I have now learned that this mode of humor can nonetheless be deployed as a ‘push’ against the segregation and insularity from which it has been established, on its own terms. For example, consider Bassem Youssef’s ‘dark’ satirical comedy, which occurs against the backdrop of the most horrific trauma: occupation and war. On a recent episode of “Piers Morgan Uncensored,” the following shocking exchange happened:

Bassem Youssef: “My wife’s family, they live in Gaza. She has cousins and uncles there. And their house also was bombed. We haven’t been able to communicate with them for the last three days, communication was lost. […] We are used to them being bombed and then moving from one place to another. You know, these Palestinians, they are very dramatic: ‘oh, Israel is killing us.’ But they never die. They always come back. They are very difficult to kill. I know because I’m married to one. I tried, many times, but I couldn’t kill her.”

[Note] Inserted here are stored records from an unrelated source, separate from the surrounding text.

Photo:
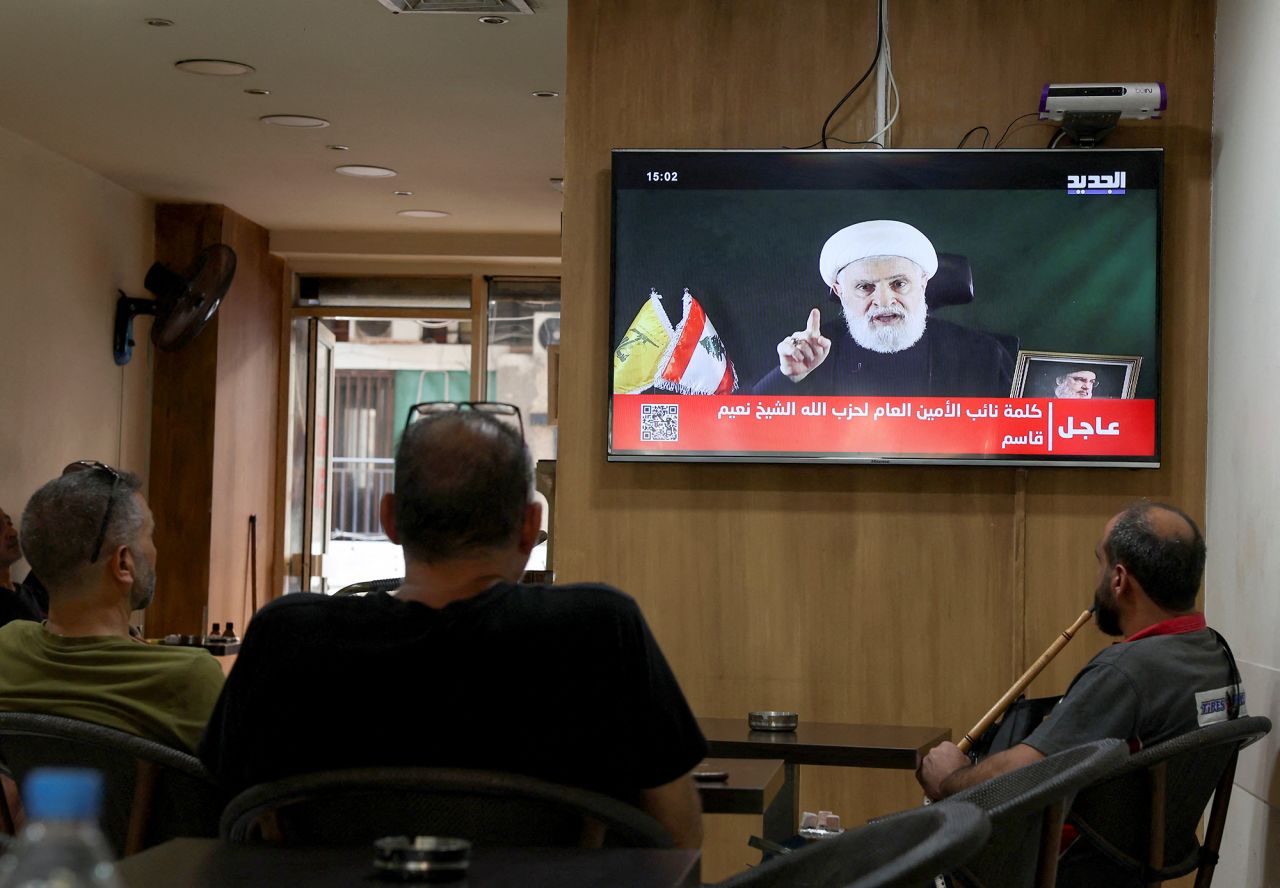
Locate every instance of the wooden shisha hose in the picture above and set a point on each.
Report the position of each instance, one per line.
(1020, 685)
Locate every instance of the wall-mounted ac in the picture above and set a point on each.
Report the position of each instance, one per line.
(385, 332)
(545, 332)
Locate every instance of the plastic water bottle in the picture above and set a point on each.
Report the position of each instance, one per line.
(60, 846)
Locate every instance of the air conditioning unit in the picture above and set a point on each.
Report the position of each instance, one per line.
(384, 330)
(483, 7)
(545, 332)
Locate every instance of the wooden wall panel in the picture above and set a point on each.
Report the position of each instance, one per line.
(248, 355)
(182, 438)
(213, 431)
(860, 593)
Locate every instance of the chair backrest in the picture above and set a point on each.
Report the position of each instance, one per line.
(903, 851)
(1027, 809)
(151, 792)
(1142, 815)
(488, 808)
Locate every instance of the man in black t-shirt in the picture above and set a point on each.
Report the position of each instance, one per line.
(464, 666)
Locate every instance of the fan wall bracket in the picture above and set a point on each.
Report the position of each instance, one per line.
(127, 307)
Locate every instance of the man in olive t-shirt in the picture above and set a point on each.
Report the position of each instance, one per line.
(88, 535)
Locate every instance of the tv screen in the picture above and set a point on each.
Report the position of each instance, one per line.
(886, 306)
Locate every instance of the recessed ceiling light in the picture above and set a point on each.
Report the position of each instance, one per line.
(364, 172)
(295, 120)
(214, 67)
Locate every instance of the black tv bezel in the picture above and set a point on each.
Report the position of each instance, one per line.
(1086, 160)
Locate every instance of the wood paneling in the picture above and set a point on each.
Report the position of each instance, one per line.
(181, 489)
(909, 595)
(248, 356)
(213, 431)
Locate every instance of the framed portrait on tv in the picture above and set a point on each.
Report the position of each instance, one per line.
(1075, 376)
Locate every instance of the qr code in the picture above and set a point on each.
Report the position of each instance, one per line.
(659, 422)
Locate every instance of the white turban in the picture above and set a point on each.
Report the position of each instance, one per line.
(880, 237)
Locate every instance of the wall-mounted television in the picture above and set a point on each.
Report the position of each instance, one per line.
(886, 306)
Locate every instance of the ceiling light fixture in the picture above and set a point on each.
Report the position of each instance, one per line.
(365, 172)
(214, 67)
(296, 120)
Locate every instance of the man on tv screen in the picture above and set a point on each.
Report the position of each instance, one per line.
(1075, 384)
(887, 343)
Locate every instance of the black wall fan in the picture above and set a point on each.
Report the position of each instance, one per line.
(183, 305)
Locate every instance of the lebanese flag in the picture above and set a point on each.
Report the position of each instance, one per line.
(695, 361)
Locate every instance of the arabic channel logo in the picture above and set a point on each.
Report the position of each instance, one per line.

Piers Morgan: “I mean, there’s a dark humor there, and I understand … why because …”

Bassem Youssef: “No, it’s not dark humor. I really, I tried to get to her every time but she uses our kids as human shields. I can never take her out.”

Piers Morgan: “Again, I understand the humor, … but to be serious … Bassem … about … this…”

Bassem Youssef: “Okay, I will be serious. I think that Ben Shapiro is one of the smartest people who ever walked this earth. I follow him and I believe everything he says.”

Jacques-Alain Miller once claimed that sarcastic humor tells us that the social bond — the entire field of the Other — is a “swindle.” What Bassem Youssef shows us is that one can nonetheless ‘push’ against the segregative group effect via sarcastic jokes. Put simply, Youssef brought Piers Morgan to the point of a stutter, a stumble, thereby shattering the pretence of Anglophone conservatives who like to remind Leftists that ‘comedians can no longer step onto University campuses’: it is the conservatives, themselves, who do not know how to laugh. Indeed, when Bassem deployed his dark humor, nobody was laughing … except for him, all alone. What Morgan struggled to accept: Youssef’s laughter was justified.

Youssef’s sarcastic humor, deployed in defense of the Palestinians, shows us that he is the true proponent of humor and social cohesion. He is the true face of a movement that would finally rid itself of segregation, insularity, and war. He was, in that moment, not without an Other.

References

Bassem Youssef and Piers Morgan. (2023) “Israel-Hamas War,” Piers Morgan Uncensored. As Retrieved on 11/20/2023 from <https://youtu.be/4idQbwsvtUo?si=IkxwstHiFxqG4DvA>

Ben Burgis. (2021) Canceling Comedians While the World Burns: A Critique of the Contemporary Left. Zer0 Books.

Robert Pfaller. (2017) Interpassivity: The Aesthetics of Delegated Enjoyment. Edinburgh University Press.